Streaming Responses
Waiting for an AI to finish thinking is like watching paint dry. Streaming is the difference between that and watching a live concert. Both take time, but one is an engaging, real-time experience.
With AIKit, you can stream responses from any provider, giving your users instant feedback and making your application feel incredibly dynamic.
The Main Tool: processStream
For 99% of use cases, the processStream
helper is all you'll ever need. It's a powerful and flexible way to handle the events of a stream as they happen.
Think of it as setting up listeners for different moments in the stream's lifecycle:
onContent
: Fires every time a new piece of text arrives. This is what you'll use to display the response in your UI.onToolCall
: Fires when the model decides to use a tool.onFinish
: Fires when the stream is complete, giving you the final state.
Example: A Live-Updating Console Log
import { createProvider, userText, processStream } from '@chinmaymk/aikit';
const openai = createProvider('openai', {
apiKey: process.env.OPENAI_API_KEY!,
});
const messages = [userText('Write a 50-word story about a robot who discovers coffee.')];
// Get a Node.js stream of events
const responseStream = openai(messages, { model: 'gpt-4o' });
// Process the stream to get text as it arrives
await processStream(responseStream, {
onContent: text => {
// This will print each new word as it arrives
process.stdout.write(text);
},
onFinish: reason => {
console.log(`\n\nStream finished: ${reason}`);
},
});
This pattern is the foundation for building real-time chatbots, interactive tools, and anything that needs to feel alive.
Full Control: Manual Iteration
If you need to do something truly custom, you can always iterate over the stream yourself with a for...await
loop. Under the hood, this is what the helpers do.
import { createProvider, userText } from '@chinmaymk/aikit';
const provider = createProvider('anthropic', {
apiKey: process.env.ANTHROPIC_API_KEY!,
});
const messages = [userText('Tell me a joke.')];
const responseStream = provider(messages, {
model: 'claude-3-5-sonnet-20240620',
});
for await (const chunk of responseStream) {
if (chunk.type === 'text') {
process.stdout.write(chunk.text);
} else if (chunk.type === 'finish') {
console.log(`\n\nDone! Reason: ${chunk.reason}`);
}
}
Each event
in the stream is a typed object (TextEvent
, ToolCallEvent
, etc.), giving you full type-safe control over the stream's flow.
Get Everything at the End: collectStream
What if you want the responsiveness of streaming but only care about the final, complete message? collectStream
is your answer. It processes the stream internally and returns a single promise that resolves with the final result once the stream is finished.

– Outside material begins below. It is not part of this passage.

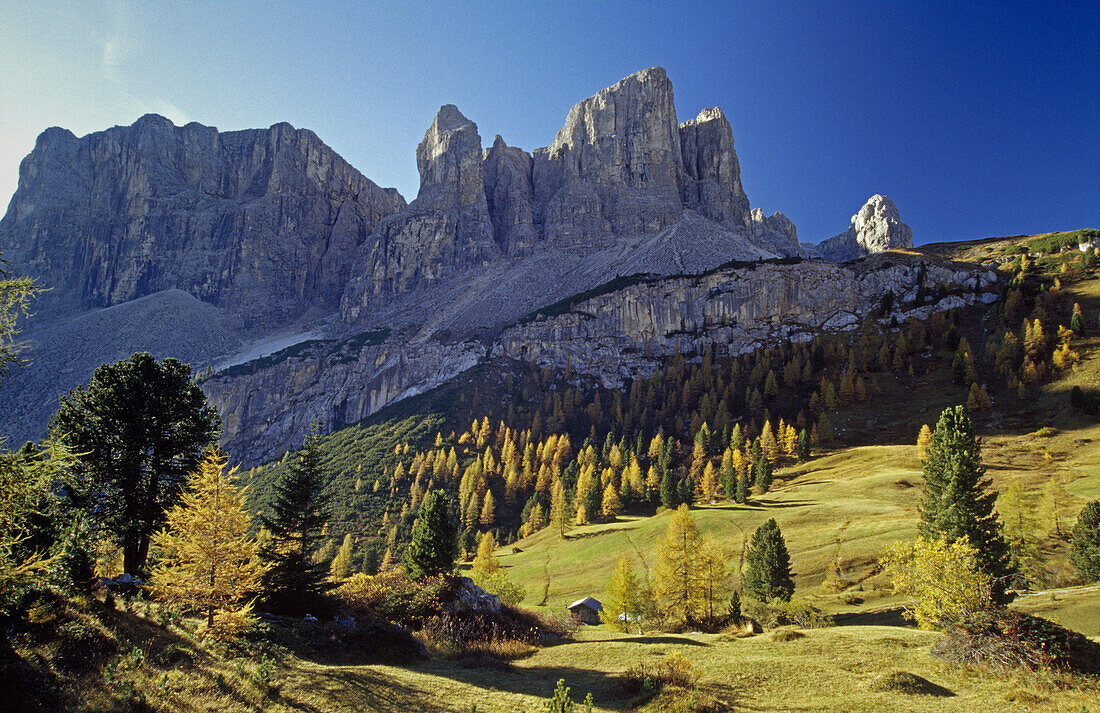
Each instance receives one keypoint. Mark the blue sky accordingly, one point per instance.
(978, 119)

import { createProvider, userText, collectStream } from '@chinmaymk/aikit';
const provider = createProvider('openai', {
apiKey: process.env.OPENAI_API_KEY!,
});
const messages = [userText('Hello!')];
const responseStream = provider(messages);
// No need for handlers, just await the final result
const { text, finishReason, toolCalls } = await collectStream(responseStream);
console.log('Final Content:', text);
This is great for logging or when a downstream function needs the full text, but you still want your application to feel like it's working in real-time.
The Golden Rules of Streaming
- Always Handle Errors: A stream can fail for many reasons (network issues, rate limits, etc.). Wrap your streaming logic in a
try...catch
block to handle failures gracefully. - It Just Works: The same streaming logic works for all providers, with and without tools or multimodal content. AIKit normalizes the underlying data so you don't have to.
- Think UX: The point of streaming is to improve the user experience. Make sure your UI reflects the real-time nature of the data you're receiving.